September 8, 2009

Stories that need to be told: Sant'Ambrogio Market, July 1999

The market is the only thing that consistently inspires me. I am living in the middle of Florence in a beautiful Palazzo with Piazza Signoria and the Uffizi five minutes from me, yet I choose to spend my time at the Mercato di Sant’Ambrogio. There I feel at home.

My meloncholia threatens to keep me under water or perhaps its just my sensitivity to constant change. But I am pulled, attracted to the source of light like a moth. Or should I say the source of color, texture, and the sounds of life of the market. Not for selling wares, but selling food. All types of wonderful, fresh, tasty food. There I don’t feel stupid for asking a question about something I don’t know. Americans don’t like to appear ‘uninformed’. They prefer the prolonged humiliation of going around in circles when they are lost, than the brief vulnerability of admitting err. On the other hand, I have come to salivate my ignorance at the market, for I always find out more than I expected, and no one takes notice. As a matter of fact, if I ask a vegetable vendor for advice and he doesn’t know, he turns around and ask whomever might be shopping near him. “Senora, lo sai come prepare bene questi cipollini bianchi?” The Senora replies, “Of course, you simply boil the small white onions first, then toss them in a frying pan with olive oil and a pinch of salt. If you put a touch of vinegar or lemon it becomes even better.” For me it is a living free University, a private study of learning just what I want to know. I have learned about cuts of meat and how to cook them. “Well, if you are going to cook it in the oven, you need this one.” Says the butcher.

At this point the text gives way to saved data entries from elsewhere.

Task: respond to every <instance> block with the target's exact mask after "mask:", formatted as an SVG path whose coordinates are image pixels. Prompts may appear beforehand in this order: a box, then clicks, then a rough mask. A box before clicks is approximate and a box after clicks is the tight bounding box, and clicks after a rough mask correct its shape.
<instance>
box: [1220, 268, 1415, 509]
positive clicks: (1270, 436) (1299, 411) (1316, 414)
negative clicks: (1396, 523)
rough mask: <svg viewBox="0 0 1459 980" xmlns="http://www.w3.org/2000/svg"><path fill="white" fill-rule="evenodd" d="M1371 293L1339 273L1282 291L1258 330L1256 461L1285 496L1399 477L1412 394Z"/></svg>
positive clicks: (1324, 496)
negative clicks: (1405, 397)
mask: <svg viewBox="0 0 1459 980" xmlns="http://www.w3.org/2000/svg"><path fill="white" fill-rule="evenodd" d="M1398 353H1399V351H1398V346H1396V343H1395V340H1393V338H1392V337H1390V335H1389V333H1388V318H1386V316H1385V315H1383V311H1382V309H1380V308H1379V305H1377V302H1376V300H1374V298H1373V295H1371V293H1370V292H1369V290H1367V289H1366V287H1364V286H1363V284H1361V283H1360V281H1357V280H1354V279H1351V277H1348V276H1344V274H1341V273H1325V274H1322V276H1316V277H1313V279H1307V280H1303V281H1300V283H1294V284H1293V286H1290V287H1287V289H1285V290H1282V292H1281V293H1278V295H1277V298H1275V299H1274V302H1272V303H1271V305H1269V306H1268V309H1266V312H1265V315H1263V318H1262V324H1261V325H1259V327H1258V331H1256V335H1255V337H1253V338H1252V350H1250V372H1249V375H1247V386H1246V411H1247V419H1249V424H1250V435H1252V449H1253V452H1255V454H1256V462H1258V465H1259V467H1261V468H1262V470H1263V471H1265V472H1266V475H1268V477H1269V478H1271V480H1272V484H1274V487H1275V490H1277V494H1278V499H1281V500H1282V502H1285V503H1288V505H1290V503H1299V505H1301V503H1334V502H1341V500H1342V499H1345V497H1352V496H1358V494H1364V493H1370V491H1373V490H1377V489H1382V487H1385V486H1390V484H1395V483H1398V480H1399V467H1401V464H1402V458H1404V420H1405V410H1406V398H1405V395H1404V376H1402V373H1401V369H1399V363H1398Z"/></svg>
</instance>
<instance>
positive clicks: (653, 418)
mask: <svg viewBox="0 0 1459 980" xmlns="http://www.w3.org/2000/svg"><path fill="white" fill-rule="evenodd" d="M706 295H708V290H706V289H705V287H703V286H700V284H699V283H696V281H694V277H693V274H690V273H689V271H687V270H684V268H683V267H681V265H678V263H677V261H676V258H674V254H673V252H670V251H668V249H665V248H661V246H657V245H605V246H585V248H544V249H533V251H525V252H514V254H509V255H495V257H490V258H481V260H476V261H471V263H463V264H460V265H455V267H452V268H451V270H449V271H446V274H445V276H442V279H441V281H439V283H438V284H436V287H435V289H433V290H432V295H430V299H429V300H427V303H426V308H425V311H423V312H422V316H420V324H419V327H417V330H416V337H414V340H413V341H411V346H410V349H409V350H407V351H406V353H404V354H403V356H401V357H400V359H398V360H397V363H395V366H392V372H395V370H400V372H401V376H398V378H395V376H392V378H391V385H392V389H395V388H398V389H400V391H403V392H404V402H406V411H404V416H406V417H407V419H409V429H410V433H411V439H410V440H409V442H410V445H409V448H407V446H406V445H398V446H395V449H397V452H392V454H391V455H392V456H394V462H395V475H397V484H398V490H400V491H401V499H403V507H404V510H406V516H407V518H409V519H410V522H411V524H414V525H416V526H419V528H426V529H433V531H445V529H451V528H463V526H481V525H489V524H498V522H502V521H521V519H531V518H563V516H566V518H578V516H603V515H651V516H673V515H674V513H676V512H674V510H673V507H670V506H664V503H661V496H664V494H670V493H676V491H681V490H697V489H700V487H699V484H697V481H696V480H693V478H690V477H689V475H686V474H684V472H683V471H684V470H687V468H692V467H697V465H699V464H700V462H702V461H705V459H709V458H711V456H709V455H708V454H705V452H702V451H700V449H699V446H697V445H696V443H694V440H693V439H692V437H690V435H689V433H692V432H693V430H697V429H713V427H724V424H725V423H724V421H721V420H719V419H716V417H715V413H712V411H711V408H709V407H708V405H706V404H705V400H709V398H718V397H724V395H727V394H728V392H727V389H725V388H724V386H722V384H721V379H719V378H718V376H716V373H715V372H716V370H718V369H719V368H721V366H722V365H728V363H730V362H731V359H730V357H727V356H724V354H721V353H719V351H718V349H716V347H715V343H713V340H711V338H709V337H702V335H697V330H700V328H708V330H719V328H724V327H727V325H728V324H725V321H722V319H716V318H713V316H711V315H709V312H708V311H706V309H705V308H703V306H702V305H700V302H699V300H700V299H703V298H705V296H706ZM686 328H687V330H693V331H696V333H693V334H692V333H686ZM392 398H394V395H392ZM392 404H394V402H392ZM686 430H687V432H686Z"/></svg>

I am spending all my money in the market. I love the way they greet you. “Mi Dica!” Tell me! Or, “Ciao bella, dimmi tutto!” I feel like a kid in a candy shop. “I would like un etto of procuitto dolce, and un pezzo da questo formaggio, per favore.” The lady behind the counter whispers and cocks her head to the side, “Io adore questo formaggio!” I feel like I’ve just won the lottery. I have touched her heart. I’m in.
Or the young man who makes a bouquet of ‘odori’ (parsley, rosemary, basil, a stalk of celery, a carrot) extra special just for me, and I think, ‘hes in’. How could I go somewhere else with this kind of gentilezza?

A man walks swiftly by the eggplants with a tray of compari’s. I think to myself “where is he going with those at 9:00 in the morning!

Meanwhile, I stop in at the local cafe’ to see Franca and have something warm to drink and there is “Chammomila”. A short man, balding, with hair that flips up in the back looking very scrooge like, but much nicer, having his martini. They call him Chammomila because that’s what he asks for, knowing that is not what he will get.

I would feel lightweight all of sudden leaving the market, if I didn’t have five or six bags lugging me down. As it is, I leave reluctantly, only by the fact that I know that I can return tomorrow.